I have always joked that I would one day take a blank canvas to a popular art museum and have them pay me millions of pounds for my genius. I am probably not the first to make such a witty observation of modern art, however on a recent visit to the Tate Modern I was confronted with just that – three blank canvases. I didn’t even read the little card explaining it because unless it said ‘this is taking the Mickey out of modern art,’ it was absurd, and frankly I doubt very much that’s what it said. This is just the most extreme example of a series of questionable ‘artworks’ that are scattered between very clever and very beautiful pieces that are a great testament to the way art has developed over the decades. Considering I am fairly open minded and enjoy even some of the more curious pieces, I like to think it would take a lot for me to say ‘okay, that really is ridiculous’ and I am beginning to wonder how we draw our lines.

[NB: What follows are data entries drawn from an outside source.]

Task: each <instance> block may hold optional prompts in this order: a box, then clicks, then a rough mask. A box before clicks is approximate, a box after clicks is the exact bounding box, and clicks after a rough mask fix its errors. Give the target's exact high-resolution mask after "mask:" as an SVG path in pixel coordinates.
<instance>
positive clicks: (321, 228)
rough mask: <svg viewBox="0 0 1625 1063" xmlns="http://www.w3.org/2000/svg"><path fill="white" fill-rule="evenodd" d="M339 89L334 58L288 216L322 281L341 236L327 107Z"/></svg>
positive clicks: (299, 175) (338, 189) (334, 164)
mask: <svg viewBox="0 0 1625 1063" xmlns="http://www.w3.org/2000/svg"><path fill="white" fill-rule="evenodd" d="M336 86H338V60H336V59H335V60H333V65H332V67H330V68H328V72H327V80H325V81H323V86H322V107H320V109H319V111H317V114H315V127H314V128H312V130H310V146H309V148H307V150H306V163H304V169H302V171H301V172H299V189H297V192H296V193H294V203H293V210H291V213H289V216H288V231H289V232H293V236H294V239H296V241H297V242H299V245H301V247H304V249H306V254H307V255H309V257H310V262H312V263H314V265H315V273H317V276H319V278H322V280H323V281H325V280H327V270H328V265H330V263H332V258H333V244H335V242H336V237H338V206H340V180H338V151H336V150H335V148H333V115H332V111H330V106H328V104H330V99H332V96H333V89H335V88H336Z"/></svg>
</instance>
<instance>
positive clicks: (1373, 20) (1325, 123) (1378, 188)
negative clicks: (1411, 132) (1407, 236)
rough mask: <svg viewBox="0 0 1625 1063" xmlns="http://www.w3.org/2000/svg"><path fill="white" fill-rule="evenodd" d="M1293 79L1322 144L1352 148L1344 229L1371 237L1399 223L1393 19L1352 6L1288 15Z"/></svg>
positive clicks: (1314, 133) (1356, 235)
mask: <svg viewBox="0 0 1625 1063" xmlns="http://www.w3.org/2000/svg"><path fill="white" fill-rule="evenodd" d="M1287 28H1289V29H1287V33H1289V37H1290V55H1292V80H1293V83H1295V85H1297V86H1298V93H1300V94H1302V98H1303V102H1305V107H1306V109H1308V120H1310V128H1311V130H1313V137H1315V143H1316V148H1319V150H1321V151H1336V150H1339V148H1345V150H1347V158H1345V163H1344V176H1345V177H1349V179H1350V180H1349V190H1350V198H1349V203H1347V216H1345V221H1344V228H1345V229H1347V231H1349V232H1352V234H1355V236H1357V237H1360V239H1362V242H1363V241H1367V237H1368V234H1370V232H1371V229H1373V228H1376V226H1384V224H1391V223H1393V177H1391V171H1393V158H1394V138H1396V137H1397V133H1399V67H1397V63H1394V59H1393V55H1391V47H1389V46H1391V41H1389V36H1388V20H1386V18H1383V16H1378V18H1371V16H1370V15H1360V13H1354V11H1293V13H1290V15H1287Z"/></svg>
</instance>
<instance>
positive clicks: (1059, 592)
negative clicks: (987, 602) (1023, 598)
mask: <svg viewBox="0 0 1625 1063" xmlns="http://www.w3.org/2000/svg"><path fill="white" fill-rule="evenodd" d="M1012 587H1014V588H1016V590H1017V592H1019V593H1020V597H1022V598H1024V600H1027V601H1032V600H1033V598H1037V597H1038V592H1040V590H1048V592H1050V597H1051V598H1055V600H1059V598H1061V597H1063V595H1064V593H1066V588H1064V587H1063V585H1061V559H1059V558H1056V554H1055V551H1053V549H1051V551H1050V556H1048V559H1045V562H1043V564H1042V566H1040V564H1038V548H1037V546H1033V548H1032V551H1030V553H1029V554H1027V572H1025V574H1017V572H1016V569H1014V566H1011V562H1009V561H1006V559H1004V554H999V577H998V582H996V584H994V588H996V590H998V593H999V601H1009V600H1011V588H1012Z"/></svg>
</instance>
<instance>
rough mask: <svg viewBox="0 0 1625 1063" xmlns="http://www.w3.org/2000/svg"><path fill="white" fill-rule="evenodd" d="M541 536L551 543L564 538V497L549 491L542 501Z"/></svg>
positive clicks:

When does it stop being art? Who decides? If just anyone filled a large room with car bumpers suspended by human hair would it still be genius, or does it depend on the artist? A bunch of paper mache hands sticking out of an elephant? A tube overflowing with fairy liquid bubbles? (Two of those are actual exhibits in the Tate Modern and one I made up, I wonder if you can guess which one?) Sometimes you think ‘I am either very stupid and missing a very intelligent point or this really is nuts and everyone’s pretending to understand’. I don’t know; perhaps it doesn’t matter and that’s the point, but I worry that if no one calls it out when it goes too far artists will just descend into mindlessly throwing biscuits at a wall and screaming ‘CAPITALISM’ and that will be the absolute pinnacle of artistic clarity. Or an exhibition will simply be an entirely empty room and its creator will be branded ‘a modern Turner’ and win the Nobel prize for art. I want desperately for art to be clever and thought-provoking, a refuge from some of the mindless pain we see in day to day life, and to change things in the process, but if that happened we would lose all hope of this happening. Who knows, but if that happens I’ve got some great ideas for pieces involving sticking gloves on walls, if any rich old men would like to commission me.